Em oito meses e meio, quando o Congresso entrar em recesso, Arthur Lira descobrirá que o olimpo não tem escada. Dali a mais dois meses, na alvorada de um novo ano legislativo, seja qual for o resultado da sucessão interna da Câmara, as portas já não se abrirão sozinhas. Não haverá mais mansão oficial, geladeira cheia, mordomos e jatinhos da FAB à disposição da divindade. Lira conhecerá os rigores de uma maldição que marcou a trajetória de antecessores que não souberam se reinventar.
Marco Maia não conseguiu se reeleger deputado pelo Rio Grande do Sul. O paulista João Paulo Cunha, o potiguar Henrique Eduardo Alves e o carioca Eduardo Cunha fizeram escala na cadeia. O primeiro, carbonizado pelo mensalão, renunciou ao mandato . O segundo, após exercer 44 anos de mandatos ininterruptos como deputado, perdeu uma eleição para o governo do Rio Grande do Norte. Tentou retornar à Câmara, mas foi novamente barrado pelo eleitor. O terceiro, artífice do impeachment de Dilma Rousseff, foi afastado do cargo pelo Supremo Tribunal Federal antes de ser cassado pelos colegas.
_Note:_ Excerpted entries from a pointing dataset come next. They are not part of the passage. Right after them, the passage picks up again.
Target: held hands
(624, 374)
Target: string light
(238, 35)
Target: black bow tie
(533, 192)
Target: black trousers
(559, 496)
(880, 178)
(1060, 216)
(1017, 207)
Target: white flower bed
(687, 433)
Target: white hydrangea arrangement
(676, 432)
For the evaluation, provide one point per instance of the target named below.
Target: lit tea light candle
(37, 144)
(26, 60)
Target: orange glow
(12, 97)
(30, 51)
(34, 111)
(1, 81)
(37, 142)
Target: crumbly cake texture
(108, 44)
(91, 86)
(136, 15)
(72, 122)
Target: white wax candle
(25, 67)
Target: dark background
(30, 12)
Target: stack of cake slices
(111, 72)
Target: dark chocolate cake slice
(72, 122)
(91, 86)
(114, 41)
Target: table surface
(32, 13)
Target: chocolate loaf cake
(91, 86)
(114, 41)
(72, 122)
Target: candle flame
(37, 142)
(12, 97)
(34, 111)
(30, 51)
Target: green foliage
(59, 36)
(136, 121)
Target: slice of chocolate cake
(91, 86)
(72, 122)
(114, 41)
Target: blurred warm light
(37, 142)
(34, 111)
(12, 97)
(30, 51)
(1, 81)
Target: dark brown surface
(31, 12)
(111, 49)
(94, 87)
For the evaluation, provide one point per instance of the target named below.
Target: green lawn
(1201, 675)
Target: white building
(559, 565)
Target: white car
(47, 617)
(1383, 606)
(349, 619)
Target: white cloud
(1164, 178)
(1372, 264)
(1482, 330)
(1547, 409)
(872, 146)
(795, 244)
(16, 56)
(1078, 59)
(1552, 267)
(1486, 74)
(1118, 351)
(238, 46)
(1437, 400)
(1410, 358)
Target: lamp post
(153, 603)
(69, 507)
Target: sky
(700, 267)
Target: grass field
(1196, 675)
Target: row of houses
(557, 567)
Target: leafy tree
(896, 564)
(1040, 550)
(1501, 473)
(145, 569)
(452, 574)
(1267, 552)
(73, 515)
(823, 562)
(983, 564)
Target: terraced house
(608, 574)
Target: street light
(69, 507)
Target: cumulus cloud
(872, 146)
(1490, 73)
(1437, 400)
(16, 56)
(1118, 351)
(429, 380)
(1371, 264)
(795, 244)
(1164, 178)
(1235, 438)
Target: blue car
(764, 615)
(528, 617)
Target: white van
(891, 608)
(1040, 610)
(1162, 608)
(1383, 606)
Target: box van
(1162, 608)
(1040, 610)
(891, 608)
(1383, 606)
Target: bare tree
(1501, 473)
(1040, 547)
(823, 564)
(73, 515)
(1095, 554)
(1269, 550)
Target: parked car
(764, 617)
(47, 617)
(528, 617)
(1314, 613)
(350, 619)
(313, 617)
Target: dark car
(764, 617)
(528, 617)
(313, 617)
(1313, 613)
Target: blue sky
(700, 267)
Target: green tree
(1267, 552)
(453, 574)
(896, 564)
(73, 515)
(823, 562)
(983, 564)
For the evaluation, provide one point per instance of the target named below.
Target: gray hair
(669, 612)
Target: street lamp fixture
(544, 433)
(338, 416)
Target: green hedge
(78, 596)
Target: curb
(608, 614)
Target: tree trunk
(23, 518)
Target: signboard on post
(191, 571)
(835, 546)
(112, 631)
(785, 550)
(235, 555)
Rodrigo Maia, um dos presidentes mais longevos da Câmara, amargou o naufrágio do plano de fazer um sucessor. Seu candidato, Baleia Rossi, foi esmigalhado por Arthur Lira. Representante do Rio de Janeiro, Maia virou secretário da gestão João Doria, em São Paulo. Vigiado pela Abin paralela de Bolsonaro e acossado pelo bolsonarismo nas redes sociais, anteviu um novo fiasco ao se abster de tentar a sorte das urnas. Migrou para a iniciativa privada.
Alheio à síndrome do que está por vir, Lira desafia o ocaso exercitando o pecado capital da soberba. Apaixonado pela própria voz, acomodou Alexandre Padilha, o articulador político do Planalto, na caixa dos "desafetos pessoais". Chamou-o de "incompetente". O tiro ricocheteou no dono da articulação. Lula atirou de volta: "Só de teimosia, Padilha vai ficar muito tempo nesse cargo"
Pressentindo o cheiro de queimado, o deputado Elmar Nascimento, candidato de Lira à própria sucessão, levou as mãos ao extintor. Tenta apagar nos bastidores o incêndio que afugenta o governo para candidaturas alternativas. Os poderes de Lira decrescem na proporção direta do avanço do calendário eleitoral.
Logo, logo, premidos pela necessidade de acomodar aliados nas prefeituras de seus redutos, os deputados estarão mais interessados nas urnas do que na agenda econômica do ministro Fernando Haddad (Fazenda). Algo que transforma a irascibilidade de Lira numa aposta arriscada. Com sua "teimosia", Lula sinaliza a disposição de demonstrar que a divindade da Câmara e o pedaço do centrão que carrega o seu andor têm mais a perder do que o Planalto. Todos os ingredientes desse embate estão impregnados de ardis.
Nesse contexto, até os aliados começam a avaliar que Arthur Lira, cultor de mumunhas orçamentárias e sócio fundador da confraria do antigo orçamento secreto, brinca de corda sem atentar para o nó que asfixiou alguns dos seus antecessores. No Planalto, imagina-se que Lira, trancado em seus rancores, desperdiçará um naco do final de semana para desarmar o espírito.